A beautiful, thought provoking book. Exquisitely layered with hope, sadness, heart-break, love, family, science-fiction and dystopia. Set in the near future where a bio-tech baby pouch has been invented and is owned by a private-for profit FullLife Company who have exclusive rights to the pouches. This pouch is marketed to allow anyone to experience pregnancy and as an end to female equality issues. A journalist discovers that there are problems with some of the babies being born from the pouches which is being covered up by the FullLife Company. A mix of characters try to figure out what is happening and causing babies to die in the pouches, as there is a lot at stake both financial and society wide.

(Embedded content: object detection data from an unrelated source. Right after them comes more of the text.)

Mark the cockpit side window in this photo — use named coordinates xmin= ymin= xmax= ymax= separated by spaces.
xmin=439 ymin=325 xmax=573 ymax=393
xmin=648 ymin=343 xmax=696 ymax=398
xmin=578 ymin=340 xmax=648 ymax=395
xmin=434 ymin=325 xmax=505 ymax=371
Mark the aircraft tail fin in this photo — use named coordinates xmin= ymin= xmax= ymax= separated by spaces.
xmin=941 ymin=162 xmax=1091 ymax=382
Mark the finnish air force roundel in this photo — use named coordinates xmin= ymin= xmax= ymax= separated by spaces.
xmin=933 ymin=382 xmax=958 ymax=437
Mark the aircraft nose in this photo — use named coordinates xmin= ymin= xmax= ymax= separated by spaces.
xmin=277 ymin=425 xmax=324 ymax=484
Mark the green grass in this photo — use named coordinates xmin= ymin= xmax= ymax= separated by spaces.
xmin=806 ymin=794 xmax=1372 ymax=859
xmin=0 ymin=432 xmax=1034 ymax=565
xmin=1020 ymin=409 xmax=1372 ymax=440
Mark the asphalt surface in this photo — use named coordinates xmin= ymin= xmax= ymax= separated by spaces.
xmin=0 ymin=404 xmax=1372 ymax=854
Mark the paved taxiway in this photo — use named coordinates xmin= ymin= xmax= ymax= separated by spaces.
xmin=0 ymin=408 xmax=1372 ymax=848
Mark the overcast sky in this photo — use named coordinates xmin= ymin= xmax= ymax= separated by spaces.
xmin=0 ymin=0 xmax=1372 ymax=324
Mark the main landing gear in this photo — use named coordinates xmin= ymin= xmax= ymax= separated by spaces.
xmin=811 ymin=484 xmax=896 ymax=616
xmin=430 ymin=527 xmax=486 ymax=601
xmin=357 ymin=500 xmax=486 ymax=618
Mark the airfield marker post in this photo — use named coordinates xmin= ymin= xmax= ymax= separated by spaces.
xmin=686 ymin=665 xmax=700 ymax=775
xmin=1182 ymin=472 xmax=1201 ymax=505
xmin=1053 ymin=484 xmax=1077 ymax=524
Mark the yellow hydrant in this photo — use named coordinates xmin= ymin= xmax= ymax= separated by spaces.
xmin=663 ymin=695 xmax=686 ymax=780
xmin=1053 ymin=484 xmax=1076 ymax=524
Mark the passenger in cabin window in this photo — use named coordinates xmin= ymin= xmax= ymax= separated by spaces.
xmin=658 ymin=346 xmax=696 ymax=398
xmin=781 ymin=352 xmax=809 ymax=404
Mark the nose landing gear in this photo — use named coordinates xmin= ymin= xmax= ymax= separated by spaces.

This book explores many ethical dilemmas around women’s roles, equality, family, life and death. This is done in a wonderfully thought out and caring way that forms part of the book and the characters views. The pros and cons of the science and how this impacts on society are explored which I enjoyed as science ethics really interests me. Earlier parts of the book run a little slow but the last section makes up for this. The thriller part of the novel runs slim, a lot of pages are devoted to backstories of the characters and their views, and exploring the ethics around the technology. To me this added to the book, giving emotion and making it a really thought-provoking read. Some themes reminded me of the Handmaiden’s Tale with its look at how conceiving babies is a woman’s role but how the pouch could transform that. But The Growing Season is a wonderfully original novel that deserves a place amongst the must-reads of dystopian fiction.
Sedgewich writes in a passionate, evocative prose that is very captivating. The characters are all human, fleshed out with flaws and strengths, errors and achievements that allow you to connect with them. At times I got a little confused with who’s story I was reading as characters would switch around within chapters so you do need to pay attention.
It is a book I will read again, for the hope contained within the pages for a better future and the beautiful tale of love and heartbreak.
I’d recommend to anyone who likes: Strong female characters, science fiction, dystopia, feminism, science ethics.
I received a free advanced reader copy via Netgallery in return for an honest review.